Over the month, the picture was different to that across the East Midlands, where prices increased 1.3%, and High Peak was lower than the 0.7% rise for the UK as a whole.
Over the last year, the average sale price of property in High Peak rose by £1,100 – putting the area 29th among the East Midlands’s 35 local authorities with price data for annual growth.
The highest annual growth in the region was in Rutland, where property prices increased on average by 11%, to £407,000. At the other end of the scale, properties in South Holland lost 2.2% of their value, giving an average price of £232,000.
First-time buyers in High Peak spent an average of £210,890 on their property – £320 more than a year ago, and £50,960 more than in June 2018. By comparison, former owner-occupiers paid £298,820 on average in June – 41.7% more than first-time buyers.

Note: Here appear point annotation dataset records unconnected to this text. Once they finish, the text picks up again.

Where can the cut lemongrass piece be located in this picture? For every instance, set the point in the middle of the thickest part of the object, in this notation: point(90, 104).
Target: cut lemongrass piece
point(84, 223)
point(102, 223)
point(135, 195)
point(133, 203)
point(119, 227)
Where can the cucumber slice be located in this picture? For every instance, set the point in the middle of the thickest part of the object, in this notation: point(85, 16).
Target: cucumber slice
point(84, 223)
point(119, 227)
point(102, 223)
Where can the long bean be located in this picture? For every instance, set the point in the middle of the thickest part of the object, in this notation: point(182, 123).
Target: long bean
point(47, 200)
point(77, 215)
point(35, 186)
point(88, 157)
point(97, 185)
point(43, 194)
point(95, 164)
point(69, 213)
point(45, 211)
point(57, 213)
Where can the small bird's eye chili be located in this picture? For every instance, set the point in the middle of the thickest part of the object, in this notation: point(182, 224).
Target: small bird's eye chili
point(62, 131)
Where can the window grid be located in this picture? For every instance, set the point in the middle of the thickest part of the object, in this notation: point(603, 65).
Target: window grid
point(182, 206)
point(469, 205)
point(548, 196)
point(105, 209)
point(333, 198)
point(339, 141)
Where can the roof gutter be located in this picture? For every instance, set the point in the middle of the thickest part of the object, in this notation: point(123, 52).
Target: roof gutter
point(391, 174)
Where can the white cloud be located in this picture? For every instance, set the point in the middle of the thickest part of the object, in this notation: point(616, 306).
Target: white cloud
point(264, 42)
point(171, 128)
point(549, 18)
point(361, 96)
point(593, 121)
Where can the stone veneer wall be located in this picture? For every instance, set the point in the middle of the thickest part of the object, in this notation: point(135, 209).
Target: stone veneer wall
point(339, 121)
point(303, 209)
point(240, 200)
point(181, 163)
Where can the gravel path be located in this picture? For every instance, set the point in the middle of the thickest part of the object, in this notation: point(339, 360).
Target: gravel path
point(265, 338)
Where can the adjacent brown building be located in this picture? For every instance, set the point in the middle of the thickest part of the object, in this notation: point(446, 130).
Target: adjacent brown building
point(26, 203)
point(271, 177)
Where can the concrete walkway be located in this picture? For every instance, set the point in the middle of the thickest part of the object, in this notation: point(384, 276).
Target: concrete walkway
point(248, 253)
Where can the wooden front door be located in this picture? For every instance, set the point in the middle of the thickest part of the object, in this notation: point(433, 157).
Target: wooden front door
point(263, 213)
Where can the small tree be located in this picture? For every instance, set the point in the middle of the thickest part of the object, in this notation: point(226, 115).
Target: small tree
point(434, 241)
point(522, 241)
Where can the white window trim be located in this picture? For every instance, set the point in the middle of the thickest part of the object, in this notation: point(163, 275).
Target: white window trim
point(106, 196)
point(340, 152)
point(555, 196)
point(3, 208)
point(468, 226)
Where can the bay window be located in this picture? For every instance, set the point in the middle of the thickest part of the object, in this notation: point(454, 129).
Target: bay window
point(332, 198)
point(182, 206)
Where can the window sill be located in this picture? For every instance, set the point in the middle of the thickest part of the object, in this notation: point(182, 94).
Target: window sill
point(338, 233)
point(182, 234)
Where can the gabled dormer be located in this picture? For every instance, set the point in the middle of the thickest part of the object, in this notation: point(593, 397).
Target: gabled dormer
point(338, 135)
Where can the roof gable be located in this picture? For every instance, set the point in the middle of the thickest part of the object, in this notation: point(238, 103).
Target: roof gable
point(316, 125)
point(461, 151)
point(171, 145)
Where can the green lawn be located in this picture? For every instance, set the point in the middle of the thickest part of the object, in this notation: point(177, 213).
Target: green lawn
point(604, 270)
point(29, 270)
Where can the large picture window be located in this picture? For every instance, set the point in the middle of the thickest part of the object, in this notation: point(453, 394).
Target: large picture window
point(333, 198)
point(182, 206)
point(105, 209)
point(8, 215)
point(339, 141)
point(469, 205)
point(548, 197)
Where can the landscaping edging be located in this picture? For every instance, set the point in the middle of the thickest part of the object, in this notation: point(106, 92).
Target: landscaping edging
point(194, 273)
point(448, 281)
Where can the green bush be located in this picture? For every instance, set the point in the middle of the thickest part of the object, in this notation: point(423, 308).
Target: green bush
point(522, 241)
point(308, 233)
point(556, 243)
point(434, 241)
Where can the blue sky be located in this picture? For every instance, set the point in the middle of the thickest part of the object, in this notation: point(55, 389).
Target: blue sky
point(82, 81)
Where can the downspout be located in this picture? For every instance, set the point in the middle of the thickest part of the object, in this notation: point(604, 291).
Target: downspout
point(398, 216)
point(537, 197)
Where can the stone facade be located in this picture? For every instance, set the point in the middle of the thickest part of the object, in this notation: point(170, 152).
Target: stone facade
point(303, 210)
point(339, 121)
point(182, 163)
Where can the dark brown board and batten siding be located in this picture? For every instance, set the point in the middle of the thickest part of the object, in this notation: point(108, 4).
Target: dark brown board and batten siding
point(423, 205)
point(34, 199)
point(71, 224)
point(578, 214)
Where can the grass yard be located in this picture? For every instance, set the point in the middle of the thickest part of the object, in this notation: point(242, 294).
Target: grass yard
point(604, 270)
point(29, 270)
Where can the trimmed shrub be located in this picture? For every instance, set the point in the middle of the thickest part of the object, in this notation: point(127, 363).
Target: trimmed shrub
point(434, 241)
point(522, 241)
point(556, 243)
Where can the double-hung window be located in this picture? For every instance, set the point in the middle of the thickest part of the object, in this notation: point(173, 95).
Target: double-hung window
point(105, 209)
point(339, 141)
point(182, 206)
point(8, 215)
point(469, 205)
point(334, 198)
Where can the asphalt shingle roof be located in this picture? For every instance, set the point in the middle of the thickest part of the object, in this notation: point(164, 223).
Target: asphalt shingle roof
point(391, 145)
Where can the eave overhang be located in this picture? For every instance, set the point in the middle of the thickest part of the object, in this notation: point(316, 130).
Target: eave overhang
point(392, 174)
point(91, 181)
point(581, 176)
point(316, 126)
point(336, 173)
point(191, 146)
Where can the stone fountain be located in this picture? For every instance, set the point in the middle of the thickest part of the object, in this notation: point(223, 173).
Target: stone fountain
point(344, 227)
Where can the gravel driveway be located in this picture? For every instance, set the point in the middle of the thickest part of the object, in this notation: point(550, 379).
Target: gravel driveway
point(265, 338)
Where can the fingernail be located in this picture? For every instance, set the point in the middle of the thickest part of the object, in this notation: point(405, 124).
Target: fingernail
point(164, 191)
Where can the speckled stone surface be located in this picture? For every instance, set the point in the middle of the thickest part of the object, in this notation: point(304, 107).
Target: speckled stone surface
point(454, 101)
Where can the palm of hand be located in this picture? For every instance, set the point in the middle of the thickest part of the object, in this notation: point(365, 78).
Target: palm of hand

Owners of detached houses saw the biggest fall in property prices in High Peak in June – they dropped 0.5% in price, to £447,763 on average. But over the last year, prices rose by 1.1%.
Among other types of property the figures were -Semi-detached: down 0.2% monthly; up 1.2% annually; £279,421 average; Terraced: up 0.1% monthly; down 0.6% annually; £205,926 average and Flats: up 0.1% monthly; up 0% annually; £146,652 average
Buyers paid 4.2% more than the average price in the East Midlands (£249,000) in June for a property in High Peak. Across the East Midlands, property prices are lower than those across the UK, where the average cost is £288,000.
The most expensive properties in the East Midlands were in Rutland – £407,000 on average, and 1.6 times the price as in High Peak. Rutland properties cost 2.3 times the price as homes in Bolsover (£177,000 average), at the other end of the scale.